December 14, 2018

Swiss firm licenses gene therapies from UMass Medical School

Photo/Grant Welker
UMass Medical School in Worcester.
Miguel Sena-Esteves
Heather Gray-Edwards
Terence Flotte

A Swiss company developing gene therapies for neurological diseases has licensed programs researched at UMass Medical School in Worcester.

The therapies are meant to treat Tay-Sachs and Sandhoff diseases, two rare and similar inherited conditions. Research on the therapies was developed by a team of researchers at UMass Medical School, including Miguel Sena-Esteves, Heather Gray-Edwards and Terence Flotte, the dean of the School of Medicine.

The announcement Thursday the Swiss company Axocant Sciences has licensed the therapy programs from UMass comes just over a month after another highlight for the medical school's research on Tay-Sachs. In November, the Blu Genes Foundation, a Toronto foundation dedicated to the development of gene therapy treatments for rare disease, donated $1.4 million to UMass Medical School for the advancement of an early-stage clinical trial for the Tay-Sachs.

Tay-Sachs and similar diseases are attractive for researchers because they've already been able to identify the underlying genetic cause, Sena-Esteves said. Researchers now have well-understood methods for delivering corrective genes, he said.

The therapies are designed to introduce functional copies of genes to improve survival and enable children with the diseases to reach key developmental milestones.

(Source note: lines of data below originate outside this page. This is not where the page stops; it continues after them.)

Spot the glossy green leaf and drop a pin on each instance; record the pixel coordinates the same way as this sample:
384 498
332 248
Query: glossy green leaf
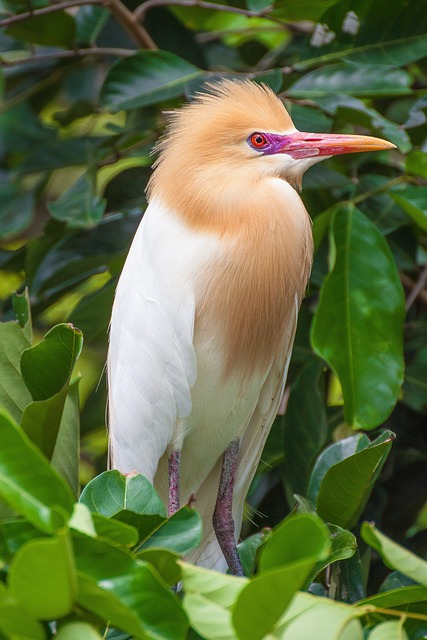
308 615
347 485
134 584
14 339
305 427
16 210
17 624
112 492
358 325
79 205
416 164
78 631
209 597
47 366
299 536
109 607
42 577
182 532
164 561
413 201
55 30
394 555
390 630
115 531
28 483
358 80
289 556
332 455
66 455
146 78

Tay-Sachs and Sandhoff are fast-developing diseases destroying nerve cells and leading to loss of motor skills. They have an incidence of approximately one out of 180,000 live births worldwide, according to the licensing announcement. Children with the diseases often die within a few years.

UMass researchers have already reached milestones in treating Tay-Sachs and Sandhoff, including development of a gene-therapy vector used to deliver functional copies of defective genes that cause the diseases.

Axovant's exclusive worldwide licensing of the therapies from UMass Medical School includes additional payments tied to development, regulatory and commercial milestones, the school said. Financial details of the deal were not disclosed.

Axovant is working on therapies for other neurological diseases including Parkinson's and ALS.